The traffic light, like most downtown lights, was taking an eternity but I stared at it feeling certain I could will it to change if I just concentrated hard enough. It refused to budge off red, and I sighed. The buildings downtown were shimmering from the heat, reflections from windows were making my eyes hurt. I was almost sure I’d just seen a gargoyle moving around on a rooftop. Leaning towards the windshield, I peered up to the sky-high ledges up there; yes, there he was. An olive green, sort of liony gargoyle was pacing back and forth on top of the Federal Building. It was hard to tell at this distance, but from his body language he looked anxious.
I heard the passenger door beside me click open, and an enormous pink face poked into the car. “Hello!” Fred shouted gaily. He jumped into the car, rather adroitly for a pig, I noticed, and just then I heard both rear doors opening as well — Marmalade, Peggy, and Jasper hopped into the back seat, rocking the entire car as they wiggled in and adjusted themselves. The car sank at least six inches.
Jeez, I thought. I’ve got a car full of swine again. I had no idea how they kept finding me.
Fred was talking. “So I knew this would interest you, it’s a cosmic environmental gleaning conference for all Democratic Socialists — or for anyone vitally interested or slightly curious about socialism — in fact if you’ve so much as heard of socialism or the environment, you’re exactly the audience they’re hoping to attract,” he said, then stopped to breathe. His ears flapped a bit. “You’ll be so excited to go! There will be a roundtable discussion, an auditorium gathering for questions, two brainstorming sessions, several excursions for canvassing opinions, and a pon-farr in the hotel lobby.”

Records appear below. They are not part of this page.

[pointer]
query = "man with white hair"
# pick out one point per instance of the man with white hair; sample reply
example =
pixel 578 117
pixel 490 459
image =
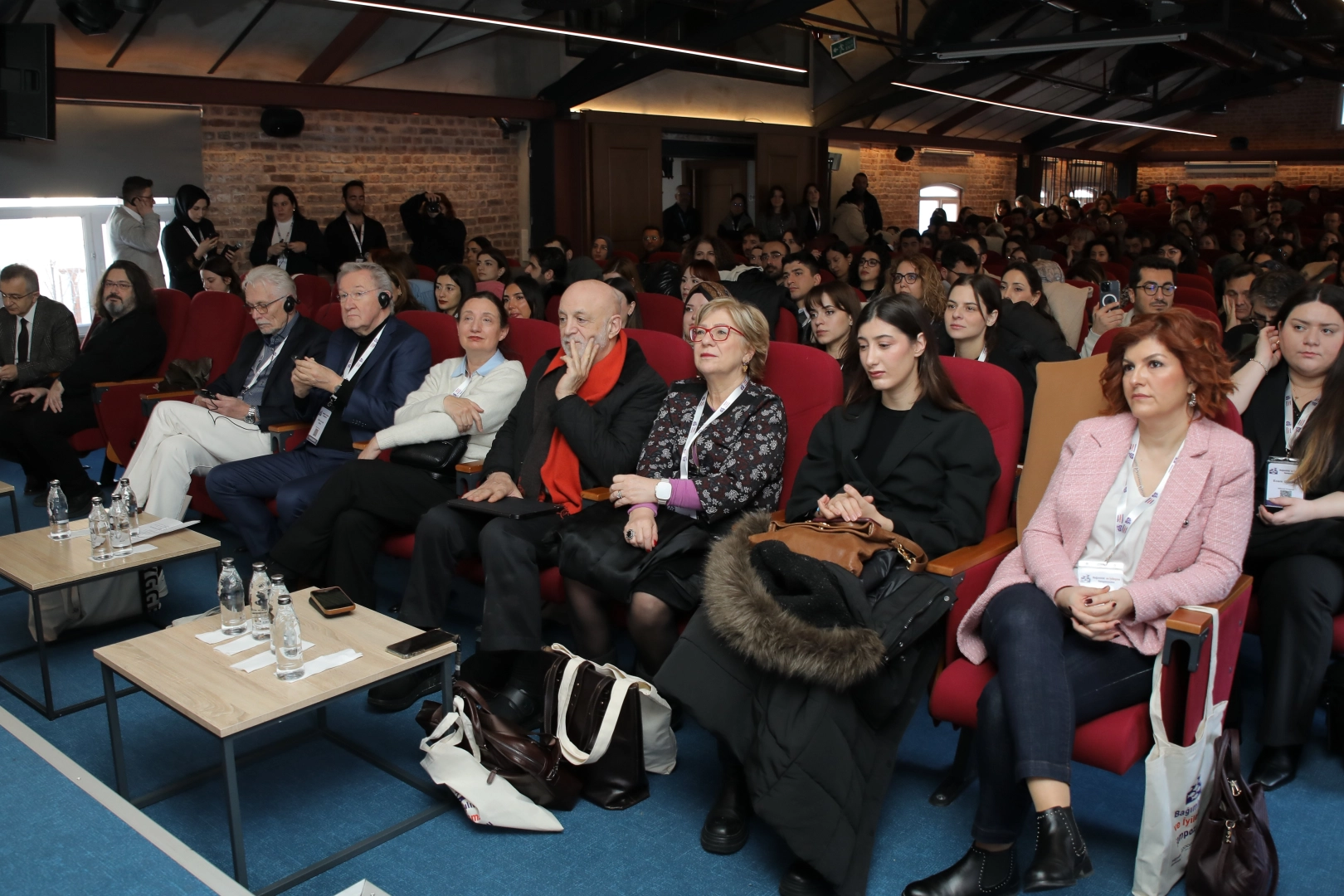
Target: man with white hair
pixel 229 421
pixel 582 419
pixel 366 373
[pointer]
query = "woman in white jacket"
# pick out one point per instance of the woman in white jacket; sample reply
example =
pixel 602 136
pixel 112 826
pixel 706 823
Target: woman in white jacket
pixel 338 539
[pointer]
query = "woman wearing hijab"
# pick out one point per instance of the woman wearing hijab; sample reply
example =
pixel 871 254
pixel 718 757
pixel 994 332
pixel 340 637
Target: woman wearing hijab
pixel 190 240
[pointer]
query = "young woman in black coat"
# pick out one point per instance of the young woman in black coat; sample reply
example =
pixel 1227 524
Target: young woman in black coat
pixel 286 238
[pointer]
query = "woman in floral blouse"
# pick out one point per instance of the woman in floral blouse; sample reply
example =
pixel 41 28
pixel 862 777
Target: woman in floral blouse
pixel 682 494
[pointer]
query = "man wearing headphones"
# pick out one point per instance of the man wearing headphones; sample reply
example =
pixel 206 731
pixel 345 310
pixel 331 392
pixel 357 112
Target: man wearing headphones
pixel 227 419
pixel 368 371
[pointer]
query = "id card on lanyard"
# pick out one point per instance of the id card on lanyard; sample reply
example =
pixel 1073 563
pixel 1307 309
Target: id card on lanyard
pixel 353 366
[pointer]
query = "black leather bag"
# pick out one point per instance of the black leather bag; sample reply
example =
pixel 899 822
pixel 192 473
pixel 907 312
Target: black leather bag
pixel 1233 852
pixel 437 458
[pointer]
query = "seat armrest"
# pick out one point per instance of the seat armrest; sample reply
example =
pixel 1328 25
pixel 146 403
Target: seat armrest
pixel 962 559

My teeth made a sound like a crack as I ground them together. “That not only sounds ridiculous, I want nothing to do with you or your friends again. You already led me once to a political meeting where I thought I was going to listen to a speech, but it turned out I was supposed to give one! I was utterly unprepared and looked like a fool. Get out of my car, your girlfriends in back smell like Love’s Baby Soft perfume.” My hands had begun to shake, I was that mad.
Fred said gently, “Snacks are guaranteed.” The three in back nodded and made mm-hmming noises, and one of them hiccupped.
I turned to face him. “Do you know where I was last week?” I asked. “I spent three hours in a psychiatrist’s office lying on a leather or maybe leatherette couch telling every detail of my recent encounters with you and how you drive me insane. I told her how long you’ve been visiting me, making me go do stupid things or giving you lifts to stupid places and making me meet stupid people. This psychiatrist wrote in a notebook for an hour, then finally stopped and just looked at me and told me to keep talking. I think she was recording it and is going to use it to have me institutionalized.”
“We will never let them take you! We will defend you to the death, we’ll free you from any asylum — any prison — ford any stream, we will climb any … um, slight rise, and spirit you away to freedom!” This, from Jasper and Peggy.
I kept driving, and they kept chattering. Soon there would likely be singing. The car seats were sure to be covered in smears of white baby powder and lotion whenever they would finally get out. I hate pigs. They’re so — clean, it’s repulsive.
***
That was the beginning of the script I showed my parents, so they could get an idea of the sort of podcasts I wrote, developed, and had started to sell. Some were for children’s shows, others for grownup audiences. They still didn’t get it. My father, chewing on his lip, nodded as my mother told me very clearly they expected me to report to the nursing school the following week. I was to attend those wooden classes, where every measurement had to be exactly the right number of significant digits and if you didn’t have a plan to get your patient to toe the line and cooperate in his care, you were in trouble.
I couldn’t focus to do those things, because I just didn’t see how anyone on earth could. How can you keep thinking about making someone behave in “adaptive ways” when the best things in life was to subvert and do the unexpected? Of course that isn’t “adaptive” behavior, but I thought if I had to go in that hospital or those deadly classes again my face was going to turn to granite and pieces would start falling off. Now that would scare patients, so clearly the best thing was to make sure someone like me was made to go far away. Yes, I was willing to go. Far away.
My parents argued a bit more — we never had long arguments — and my mother ended it with, “So that’s settled. We are NOT having you run off and ignore a solid and practical educational opportunity.” My father (who hadn’t actually spoken) made an mm-hmming noise; it was clear they thought with one mind.
I listened, but was trying to remember the bus schedules to get across town the next morning, to the film institute where I could submit a video essay. There was a contest. It would be fun. At the very least I’d get a writeup that I could show prospective clients.
Years later, my parents, Fred and Peg, finally had a nurse in the family in my younger sister and they’d forgotten their ambitions for me.